El cine nos acerca a la tormenta del mundo. El “espíritu de masa”, buscado y trabajado, produce en el espectador una emotividad decisiva: permite comprender que el manifiesto del director no es un capricho sino una convicción política y estética. Pero Eisenstein no ignora el cinismo de la clase dominante; también lo absorbe, lo registra, lo enfrenta en esos tiempos de hambre y miseria. La huelga es el Octubre del cine. A pesar de la represión, las penurias y los sacrificios, la organización misma de la clase obrera es la primera victoria: la ganancia no está en el resultado inmediato sino en la autoestima, en la solidaridad, en la confianza construida entre compañeros. La lucha no es solo contra un patrón: es contra toda una clase que nunca dejará de explotar. La clase obrera debe atravesar la escuela de la defensa de sus condiciones de vida.

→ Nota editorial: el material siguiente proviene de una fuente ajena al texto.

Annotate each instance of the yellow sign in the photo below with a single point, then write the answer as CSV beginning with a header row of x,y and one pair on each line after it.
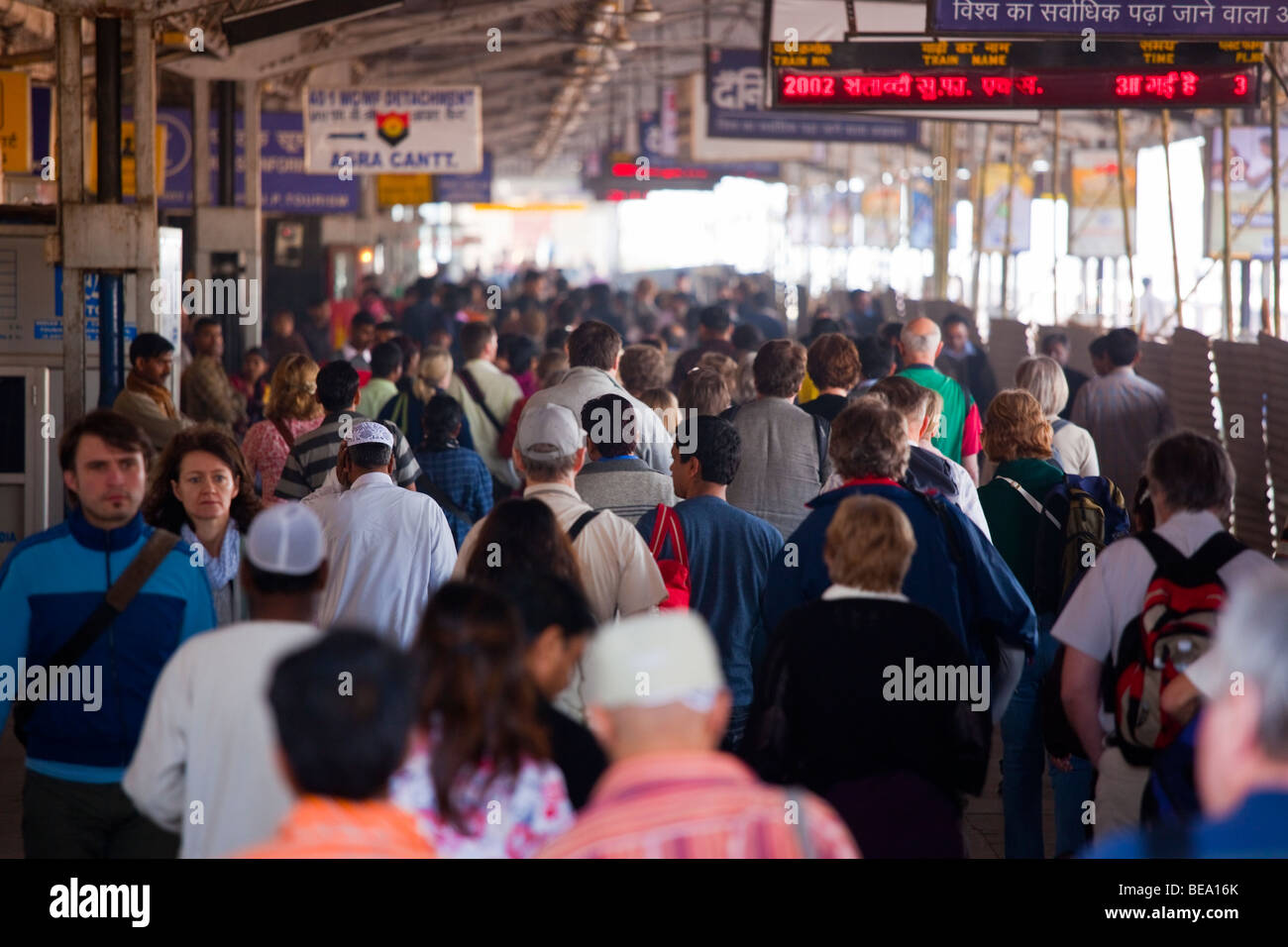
x,y
403,188
128,170
16,121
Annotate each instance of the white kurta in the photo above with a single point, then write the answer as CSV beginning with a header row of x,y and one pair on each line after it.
x,y
387,549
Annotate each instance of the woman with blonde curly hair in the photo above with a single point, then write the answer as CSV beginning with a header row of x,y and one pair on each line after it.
x,y
292,411
407,407
1018,438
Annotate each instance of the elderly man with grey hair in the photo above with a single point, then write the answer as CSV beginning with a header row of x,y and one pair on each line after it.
x,y
958,432
658,705
1241,759
1192,486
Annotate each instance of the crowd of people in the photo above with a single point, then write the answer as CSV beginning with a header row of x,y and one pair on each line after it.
x,y
571,574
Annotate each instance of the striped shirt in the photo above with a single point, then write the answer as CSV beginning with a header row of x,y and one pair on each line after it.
x,y
320,827
699,804
1124,414
314,454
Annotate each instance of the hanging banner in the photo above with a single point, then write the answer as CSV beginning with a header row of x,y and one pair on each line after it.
x,y
403,188
128,158
16,121
997,208
394,131
465,188
1095,211
1181,18
1250,174
283,184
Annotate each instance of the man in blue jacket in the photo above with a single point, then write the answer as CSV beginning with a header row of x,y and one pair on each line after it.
x,y
954,573
85,718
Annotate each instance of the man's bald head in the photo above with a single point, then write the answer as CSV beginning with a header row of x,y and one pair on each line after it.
x,y
919,342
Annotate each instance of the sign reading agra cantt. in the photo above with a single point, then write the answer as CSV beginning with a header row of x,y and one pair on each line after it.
x,y
1207,20
394,131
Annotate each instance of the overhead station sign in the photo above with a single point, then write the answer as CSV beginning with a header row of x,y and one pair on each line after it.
x,y
735,108
1209,20
995,73
394,131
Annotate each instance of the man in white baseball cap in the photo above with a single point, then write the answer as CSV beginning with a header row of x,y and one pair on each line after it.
x,y
207,741
657,701
617,570
389,548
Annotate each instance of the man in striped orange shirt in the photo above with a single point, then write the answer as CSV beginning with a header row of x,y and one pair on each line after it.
x,y
658,703
344,709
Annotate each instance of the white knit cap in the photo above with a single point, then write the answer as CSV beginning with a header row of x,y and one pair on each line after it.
x,y
653,659
286,539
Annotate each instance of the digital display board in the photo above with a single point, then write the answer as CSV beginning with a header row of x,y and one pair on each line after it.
x,y
953,73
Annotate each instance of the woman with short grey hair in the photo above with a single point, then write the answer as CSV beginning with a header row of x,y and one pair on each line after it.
x,y
1072,446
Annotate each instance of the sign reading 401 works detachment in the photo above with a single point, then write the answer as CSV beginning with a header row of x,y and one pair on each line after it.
x,y
394,131
1209,20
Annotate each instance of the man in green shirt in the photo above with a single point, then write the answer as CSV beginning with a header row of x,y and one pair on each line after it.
x,y
960,425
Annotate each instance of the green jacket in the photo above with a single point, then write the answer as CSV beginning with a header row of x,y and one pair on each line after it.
x,y
1012,521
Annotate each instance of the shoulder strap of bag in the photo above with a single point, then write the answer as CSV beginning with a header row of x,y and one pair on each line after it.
x,y
583,522
822,434
1166,556
476,392
284,432
115,602
424,484
1037,506
668,523
1216,552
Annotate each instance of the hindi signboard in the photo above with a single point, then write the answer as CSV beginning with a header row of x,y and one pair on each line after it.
x,y
735,99
1250,175
1004,75
402,131
1209,20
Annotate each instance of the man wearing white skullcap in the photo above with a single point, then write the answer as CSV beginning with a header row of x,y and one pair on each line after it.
x,y
207,742
389,548
657,701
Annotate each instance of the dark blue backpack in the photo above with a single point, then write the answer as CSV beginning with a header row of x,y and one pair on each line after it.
x,y
1094,514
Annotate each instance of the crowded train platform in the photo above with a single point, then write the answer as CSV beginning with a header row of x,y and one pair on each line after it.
x,y
690,429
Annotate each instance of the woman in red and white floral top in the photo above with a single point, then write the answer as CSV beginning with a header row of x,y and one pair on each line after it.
x,y
292,410
480,775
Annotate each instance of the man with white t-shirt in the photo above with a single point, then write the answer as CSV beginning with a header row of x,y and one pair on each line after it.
x,y
1192,487
389,548
206,761
617,570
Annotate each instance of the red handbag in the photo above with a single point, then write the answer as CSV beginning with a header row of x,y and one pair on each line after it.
x,y
675,573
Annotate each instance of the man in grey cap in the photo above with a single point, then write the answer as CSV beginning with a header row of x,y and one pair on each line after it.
x,y
617,570
389,548
205,764
658,703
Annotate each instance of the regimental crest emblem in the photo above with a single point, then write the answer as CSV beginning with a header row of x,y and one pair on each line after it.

En La huelga se elogia el riesgo de visibilizar una potencia que nunca desaparece: el pueblo organizado que, invencible, enfrenta hasta la brutalidad que lo reprime y mata. La matanza policial se encadena, plano a plano, con la degollina de un buey en el matadero. No es metáfora: es el lenguaje brutal de un sistema que sacrifica cuerpos como si fueran carne sin nombre. Para Girard, esto ocurre porque el orden social se basa en el sacrificio: la matanza de seres vivos purga conflictos e instaura una aparente armonía. La imagen no busca sutileza: busca herir. Y lo logra. Los hechos han alcanzado tal nivel de crudeza que solo queda subir la apuesta, atravesar la realidad hasta llegar a una violencia poética. Una poesía cruel, fulgurante, que nos desorbita cuando vemos niños caer como bolsas de basura al suelo. La huelga nos invita a sentir intensamente: amor, rabia, indignación. La irreverencia es un poder que no se puede rifar ni claudicar. Los otros maestros del cine , Dovzhenko y Ermler, lo dijeron y lo demostraron: La huelga es una fuente. Pero no solo proyecta el cine que vendrá; también mira hacia atrás, hacia la memoria de las luchas y de las imágenes que la alimentaron. Eisenstein entendió que filmar la violencia no era simplemente documentar: era armar un arma.